Tue | Aug 14, 2018

Letter of the Day: Health sector in need of life-saving surgery

Published:Wednesday | May 6, 2015 | 12:00 AM


A recent Gleaner report outlining more inadequacies in Jamaica's health sector has apparently irked the People's National Party 'massive' everywhere and the criticisms of the Jamaica Medical Doctors' Association (JMDA) president, Dr Alfred Dawes, have taken on (as expected) political overtones.

The good doctor is apparently out of line for bringing to the nation's attention the unhealthy conditions that exist within the island's health facilities, armed with mountains of corroborating evidence to support his charges.

Dr Dawes' detailing of the debilitating conditions at hospitals makes a mockery of all the rhetoric being presented in governmental media pronouncements.

The charges are damning!
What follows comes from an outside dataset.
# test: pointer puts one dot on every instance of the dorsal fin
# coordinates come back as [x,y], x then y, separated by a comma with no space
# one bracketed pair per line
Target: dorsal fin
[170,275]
If we can, for a moment, divest ourselves of our political biases and think of doctors being given 'scandal bags' instead of surgical aprons to do their work in operating theatres, or the non-availability of a basic surgical mask, or being asked to resterilise disposable equipment as there is no replacement available, we should then begin to get the picture.

Our heath-care system is in critical need of attention, and one has to be blind to not be able to see this.

The role of Government is to provide for the health and safety of its population. In this regard, Jamaica has failed miserably. The decrepit state of health facilities feeds into the psyche of anyone who works in the sector, as working conditions are a critical element in motivating employees.




In the circumstances, we are left to wonder how delivery of successful patient care can ever be obtained in such an environment. And let us not even venture into the area of remuneration at all levels of the sector.

It is time that Jamaicans recognise the need to shed the political posturing, lock arms together, and demand a comprehensive overhaul of health care.

Clearly, my friend, Dr Fenton Ferguson's, personal handicap was even greater than imagined, and I am convinced that his vision of health-care delivery is way below what can be considered as meeting even minimum acceptable standards.

The time has come to not only jettison Ferguson, but to also create a doable health-care programme that addresses basic public health and incorporates basic preventative health-care approaches. At the treatment level, provide material and equipment at the regional hospitals and ensure that they deliver a basic level of treatment and care, even with very limited resources.